We can’t override dimension values in Revit, by design. Nevertheless we covet the ability to do so. The images below are a few examples of what I consider legitimate reasons to be able to do this. Information that looks like dimensions but conveys different data than conventional linear, angular or radial values.
So how did I do all of these in Revit? I used a font that has been stripped of all the symbols it had, rendering it blank. Placing a dimension that uses this font means there is no value, nothing, nada…to see. Then I just placed some text above the dimension line.
Ouch!! A cursed workaround no doubt! But in the end it is what we need, something that sure looks like a dimension but isn’t. Or is it? Of course it is still a dimension. Picking the object the dimension is referencing will still allow you to change the objects position by clicking on the blank field to enter a new value.
Another way to do this is to setup a dimension style that uses a much smaller text size so it is easily hidden by the text you place over the top.
Remember that each dimension style can use its own rounding and formatting rules or the project settings. By default they use the project settings. The dimensions for the cabinetry above that show just inches are an example of such an override.
Here’s a bit of the OP part of OPED…
On several occasions I’ve suggested that Revit simply provide us with a tool that places annotation that happens to look like dimensions. It does not manipulate geometry as real dimensions do yet could adjust to reflect changes in geometry so the annotation remains aligned with the references that were picked originally. The information displayed would be entirely up to us. In fact nothing would appear unless we did enter something.
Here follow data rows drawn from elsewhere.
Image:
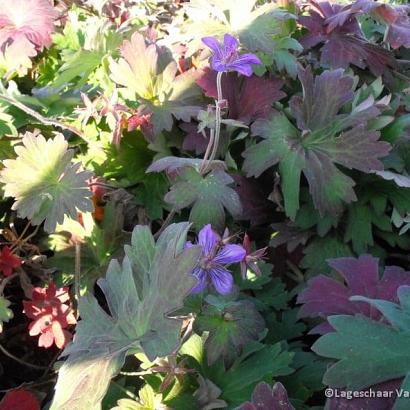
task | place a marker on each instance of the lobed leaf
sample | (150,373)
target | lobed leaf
(141,293)
(44,182)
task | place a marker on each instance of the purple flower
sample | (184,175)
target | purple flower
(211,269)
(226,58)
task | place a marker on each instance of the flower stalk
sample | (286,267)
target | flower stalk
(215,133)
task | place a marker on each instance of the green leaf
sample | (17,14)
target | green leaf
(151,194)
(238,382)
(229,329)
(368,352)
(359,227)
(44,182)
(151,76)
(208,195)
(81,64)
(148,400)
(126,164)
(321,249)
(5,313)
(99,243)
(138,319)
(256,27)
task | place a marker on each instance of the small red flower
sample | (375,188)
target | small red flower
(21,399)
(139,120)
(50,316)
(8,261)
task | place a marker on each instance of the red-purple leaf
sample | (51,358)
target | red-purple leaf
(248,98)
(265,397)
(343,43)
(256,207)
(325,296)
(371,403)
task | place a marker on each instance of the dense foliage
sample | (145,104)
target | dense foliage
(204,204)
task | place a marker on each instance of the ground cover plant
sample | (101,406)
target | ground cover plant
(204,204)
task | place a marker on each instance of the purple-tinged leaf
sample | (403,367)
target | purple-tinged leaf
(265,397)
(335,27)
(373,403)
(402,181)
(194,140)
(394,17)
(230,330)
(325,296)
(207,196)
(248,98)
(253,195)
(325,138)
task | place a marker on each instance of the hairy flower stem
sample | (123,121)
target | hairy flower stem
(77,273)
(215,134)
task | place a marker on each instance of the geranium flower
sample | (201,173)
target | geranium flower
(226,57)
(33,19)
(50,315)
(51,330)
(8,261)
(215,255)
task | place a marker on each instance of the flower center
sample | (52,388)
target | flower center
(230,56)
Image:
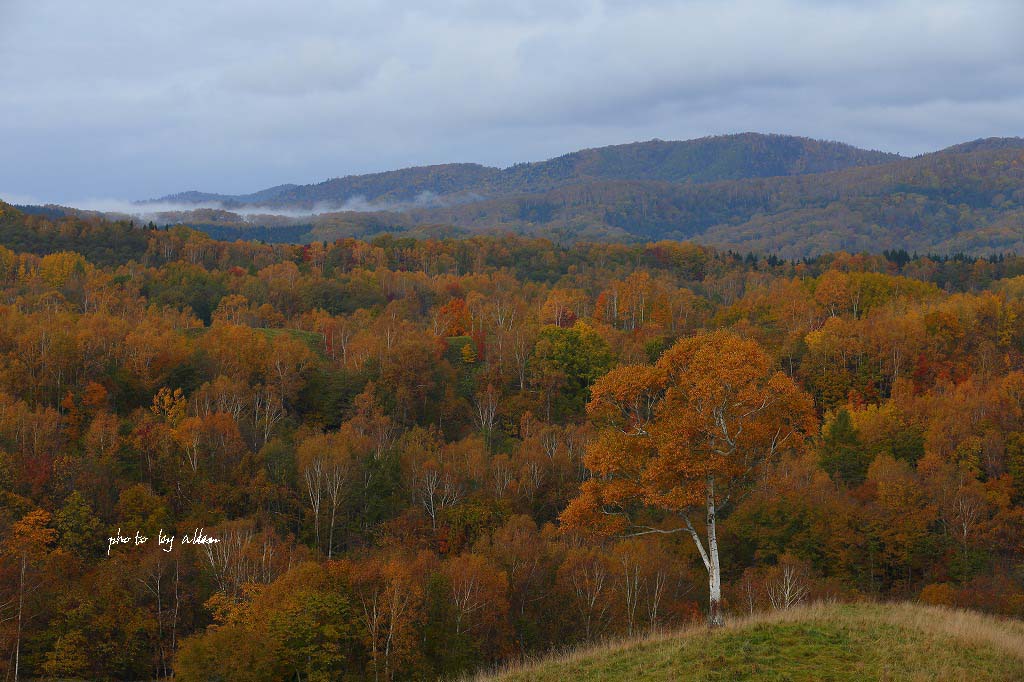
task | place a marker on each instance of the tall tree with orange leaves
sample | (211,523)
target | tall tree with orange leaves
(683,436)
That said, this is a bit of a “slippery slope” since a user could dimension a project with this tool instead of with real dimensions and create a potentially horrendous situation both from a liability and workflow view. Simplistically we can blame that on training, but we are responsible for the situation since we’ve asked for it, invited it even.
What are we after when we say we need to override a dimension value? Well, some are suggesting that we should be able to type in whatever we please. I prefer that this not happen. The trustworthiness of information is all we have. If the information isn’t trustworthy, we won’t trust it, use it or profit by it.
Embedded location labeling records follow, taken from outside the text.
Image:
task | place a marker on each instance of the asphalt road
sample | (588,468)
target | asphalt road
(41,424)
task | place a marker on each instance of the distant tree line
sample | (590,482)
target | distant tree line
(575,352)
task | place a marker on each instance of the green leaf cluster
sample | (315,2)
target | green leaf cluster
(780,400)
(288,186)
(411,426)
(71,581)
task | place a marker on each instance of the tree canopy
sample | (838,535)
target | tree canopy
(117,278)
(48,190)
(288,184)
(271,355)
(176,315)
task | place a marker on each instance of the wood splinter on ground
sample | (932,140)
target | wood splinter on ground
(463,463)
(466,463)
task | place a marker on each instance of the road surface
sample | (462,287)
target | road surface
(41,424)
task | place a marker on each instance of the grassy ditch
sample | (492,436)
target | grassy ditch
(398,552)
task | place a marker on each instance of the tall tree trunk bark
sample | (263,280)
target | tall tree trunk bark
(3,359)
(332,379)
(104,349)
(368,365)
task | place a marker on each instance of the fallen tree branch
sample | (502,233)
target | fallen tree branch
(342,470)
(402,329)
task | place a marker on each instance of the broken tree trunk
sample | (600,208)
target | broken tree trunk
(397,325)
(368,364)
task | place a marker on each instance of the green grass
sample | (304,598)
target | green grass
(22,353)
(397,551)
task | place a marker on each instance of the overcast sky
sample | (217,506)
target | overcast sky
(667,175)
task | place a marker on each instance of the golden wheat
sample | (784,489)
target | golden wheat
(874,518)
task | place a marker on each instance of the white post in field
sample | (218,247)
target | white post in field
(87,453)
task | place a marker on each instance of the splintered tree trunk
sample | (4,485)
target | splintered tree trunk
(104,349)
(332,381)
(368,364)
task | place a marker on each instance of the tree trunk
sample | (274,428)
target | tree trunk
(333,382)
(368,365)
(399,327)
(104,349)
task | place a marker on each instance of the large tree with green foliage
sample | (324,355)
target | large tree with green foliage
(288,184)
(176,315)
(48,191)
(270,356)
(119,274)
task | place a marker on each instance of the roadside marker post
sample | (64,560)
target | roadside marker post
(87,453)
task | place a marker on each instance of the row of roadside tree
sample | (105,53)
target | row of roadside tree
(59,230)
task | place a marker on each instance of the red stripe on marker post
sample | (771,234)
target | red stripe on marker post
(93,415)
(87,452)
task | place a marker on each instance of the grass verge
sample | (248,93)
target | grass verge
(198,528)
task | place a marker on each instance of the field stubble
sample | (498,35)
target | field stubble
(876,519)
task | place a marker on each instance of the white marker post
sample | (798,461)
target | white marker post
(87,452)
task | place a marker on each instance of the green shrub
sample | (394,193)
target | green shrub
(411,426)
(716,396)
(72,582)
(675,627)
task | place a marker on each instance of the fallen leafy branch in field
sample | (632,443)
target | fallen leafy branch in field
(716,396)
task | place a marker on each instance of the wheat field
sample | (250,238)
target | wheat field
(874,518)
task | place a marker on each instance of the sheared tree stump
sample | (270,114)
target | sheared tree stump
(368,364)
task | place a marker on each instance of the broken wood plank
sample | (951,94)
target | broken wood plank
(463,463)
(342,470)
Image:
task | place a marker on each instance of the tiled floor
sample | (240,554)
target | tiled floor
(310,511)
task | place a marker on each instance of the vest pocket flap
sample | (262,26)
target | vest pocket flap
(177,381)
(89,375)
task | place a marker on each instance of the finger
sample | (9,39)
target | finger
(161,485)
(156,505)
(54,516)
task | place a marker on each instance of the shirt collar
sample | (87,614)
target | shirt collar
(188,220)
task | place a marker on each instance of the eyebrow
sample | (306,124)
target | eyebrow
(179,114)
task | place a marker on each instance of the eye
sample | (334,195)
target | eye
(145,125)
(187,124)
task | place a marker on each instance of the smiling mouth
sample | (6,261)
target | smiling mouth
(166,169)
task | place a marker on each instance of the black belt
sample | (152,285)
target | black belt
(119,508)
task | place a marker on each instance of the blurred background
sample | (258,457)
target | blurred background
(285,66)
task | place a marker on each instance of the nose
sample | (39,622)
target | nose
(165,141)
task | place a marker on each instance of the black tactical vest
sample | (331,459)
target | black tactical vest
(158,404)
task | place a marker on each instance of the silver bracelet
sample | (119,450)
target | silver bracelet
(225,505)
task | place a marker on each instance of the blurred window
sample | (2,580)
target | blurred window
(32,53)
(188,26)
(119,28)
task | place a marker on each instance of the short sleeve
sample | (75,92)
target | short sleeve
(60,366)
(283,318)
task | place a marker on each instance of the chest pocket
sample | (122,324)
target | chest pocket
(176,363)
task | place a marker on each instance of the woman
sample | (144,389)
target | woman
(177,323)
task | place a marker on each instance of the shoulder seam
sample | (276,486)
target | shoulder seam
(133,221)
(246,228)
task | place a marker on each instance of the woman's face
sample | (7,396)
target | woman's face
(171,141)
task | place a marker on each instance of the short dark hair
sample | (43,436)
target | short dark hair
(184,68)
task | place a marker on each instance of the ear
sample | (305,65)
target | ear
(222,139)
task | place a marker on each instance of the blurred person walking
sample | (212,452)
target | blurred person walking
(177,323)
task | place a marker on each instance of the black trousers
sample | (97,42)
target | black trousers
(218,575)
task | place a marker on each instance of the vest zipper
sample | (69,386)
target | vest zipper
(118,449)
When we tout the virtues of building information modeling yet argue to undo the inherent integrity that Revit offers we risk chopping off our own fingers!
An example of this is the Reference Other View feature.
We all clamored for this, argued passionately for it and then got it and now wouldn’t give it up. Yet, what happened as a result is the inherent integrity of no view being incorrectly identified was compromised. No longer can we look at the detail bubble and know with confidence that the detail we find is the one we wanted to show within our set of documents. Sure, there will be a detail exactly where we said it would be, but it might not be the right detail because I picked the wrong one from the list. At least true for symbols that carry the mark SIM, OPP or TYP, assuming we make sure to use them. If we don’t, then all bets are off.
Sometimes we need to be careful what we ask for.